Pada saat kritis ini, mata Meng Hao dipenuhi tekad. Dia menyebabkan Qi Alkohol melonjak keluar, dan kemudian menyebabkan Qi Pedang yang membeku juga memancar keluar. Keduanya bergabung menjadi gabungan Qi Alkohol berbentuk pedang yang mengejutkan. Ia melesat di udara menuju kepala gadis itu, lalu langsung menembusnya.

Tubuhnya gemetar, dan kabut di sekitarnya bergejolak. Tiba-tiba, dia berhenti. Ekspresi jahat di wajahnya menghilang dan digantikan oleh ekspresi lega.

“Ayah, Ibu….” katanya lembut. “Apakah kalian masih di sini…? Di mana kalian…? Mengapa kalian meninggalkanku sendirian di sini…? Sudah lama sekali… lama sekali….” Gadis itu tidak lagi tampak jahat, melainkan kesepian dan tak berdaya. Sambil bergumam sepanjang waktu, tubuhnya perlahan menghilang.

Di tempat gadis itu menghilang, sehelai benang tipis perlahan terbentuk.

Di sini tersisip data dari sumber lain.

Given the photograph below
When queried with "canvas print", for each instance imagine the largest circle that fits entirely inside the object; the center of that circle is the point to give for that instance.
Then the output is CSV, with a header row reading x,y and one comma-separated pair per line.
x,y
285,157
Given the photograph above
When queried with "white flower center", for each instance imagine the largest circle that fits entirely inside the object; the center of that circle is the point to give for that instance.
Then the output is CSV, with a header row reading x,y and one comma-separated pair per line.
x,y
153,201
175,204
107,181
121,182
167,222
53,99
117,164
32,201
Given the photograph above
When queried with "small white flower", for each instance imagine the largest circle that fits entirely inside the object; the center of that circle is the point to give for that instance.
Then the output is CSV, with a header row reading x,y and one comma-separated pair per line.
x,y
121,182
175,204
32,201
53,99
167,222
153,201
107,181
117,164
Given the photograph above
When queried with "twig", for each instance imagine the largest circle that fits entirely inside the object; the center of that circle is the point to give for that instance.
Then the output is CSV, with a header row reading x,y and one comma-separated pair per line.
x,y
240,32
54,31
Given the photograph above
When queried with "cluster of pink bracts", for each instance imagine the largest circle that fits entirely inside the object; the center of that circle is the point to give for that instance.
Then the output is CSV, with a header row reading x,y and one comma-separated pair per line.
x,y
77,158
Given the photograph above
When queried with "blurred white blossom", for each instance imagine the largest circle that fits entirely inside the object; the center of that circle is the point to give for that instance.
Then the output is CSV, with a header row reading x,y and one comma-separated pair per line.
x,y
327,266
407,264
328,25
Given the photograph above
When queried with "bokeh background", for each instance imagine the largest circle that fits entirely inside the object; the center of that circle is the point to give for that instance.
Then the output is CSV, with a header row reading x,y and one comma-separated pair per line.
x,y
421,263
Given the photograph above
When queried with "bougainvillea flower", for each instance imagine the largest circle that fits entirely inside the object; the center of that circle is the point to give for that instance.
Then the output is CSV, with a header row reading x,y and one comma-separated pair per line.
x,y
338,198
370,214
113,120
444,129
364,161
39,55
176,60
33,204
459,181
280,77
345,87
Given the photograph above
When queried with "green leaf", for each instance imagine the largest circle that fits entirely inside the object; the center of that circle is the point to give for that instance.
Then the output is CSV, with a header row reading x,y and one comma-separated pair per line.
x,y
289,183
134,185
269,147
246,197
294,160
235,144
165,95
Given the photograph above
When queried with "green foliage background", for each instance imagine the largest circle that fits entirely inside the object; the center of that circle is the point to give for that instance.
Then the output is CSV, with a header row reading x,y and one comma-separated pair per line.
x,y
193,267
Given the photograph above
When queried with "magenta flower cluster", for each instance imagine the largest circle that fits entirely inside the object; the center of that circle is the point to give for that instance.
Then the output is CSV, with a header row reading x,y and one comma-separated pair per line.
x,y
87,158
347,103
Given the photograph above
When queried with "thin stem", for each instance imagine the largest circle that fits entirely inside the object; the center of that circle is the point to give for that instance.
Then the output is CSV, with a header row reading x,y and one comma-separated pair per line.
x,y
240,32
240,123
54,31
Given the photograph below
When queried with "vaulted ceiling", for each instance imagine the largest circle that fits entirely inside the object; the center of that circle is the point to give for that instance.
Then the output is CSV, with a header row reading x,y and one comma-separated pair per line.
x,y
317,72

Meng Hao tersentuh oleh kata-kata gadis itu, dan tiba-tiba teringat kembali pada cerita Han Shan tentang Budak Jembatan. Sambil menghela napas, dia mengulurkan tangan dan meraih untaian tipis itu.

Budak Jembatan lainnya di kejauhan tampaknya tidak memperhatikan apa pun, dan terus bergerak menjauh.

Setelah mereka pergi, warna abu-abu menghilang, begitu pula kabut. Anehnya, kali ini tidak ada badai.

Setelah warna kembali normal, mata Meng Hao berkedip. Dia mengepalkan tinjunya dan sekali lagi meninju. Bersamaan dengan itu, bibir Zhao Youlan terbuka dan seberkas cahaya putih melesat keluar dari mulutnya ke arah Meng Hao.

Kedua sihir itu bertabrakan dan terdengar suara dentuman keras. Kedua pihak terpental ke belakang. Sosok kecil di bahu Zhao Youlan melakukan mantra dengan kedua tangannya, bersiap untuk sekali lagi mewujudkan kekuatan bunga anehnya.

Namun, pada saat inilah Qi Alkohol kembali bergejolak di dalam diri Meng Hao.

Seketika, sosok kecil itu berhenti bergerak dan menatap Meng Hao. Saat ini, Meng Hao dapat melihat bahwa sosok itu berbentuk seperti seorang wanita. Dia sangat cantik; bahkan Zhao Youlan pun tidak bisa menandinginya.

Dia duduk di bahu Zhao Youlan, tampak sangat mirip dengan Jiwa Baru Lahir. Namun, dia jauh lebih lincah daripada Jiwa Baru Lahir, ditambah lagi, tubuhnya memancarkan aura menyenangkan yang sangat mirip dengan tanah Surgawi.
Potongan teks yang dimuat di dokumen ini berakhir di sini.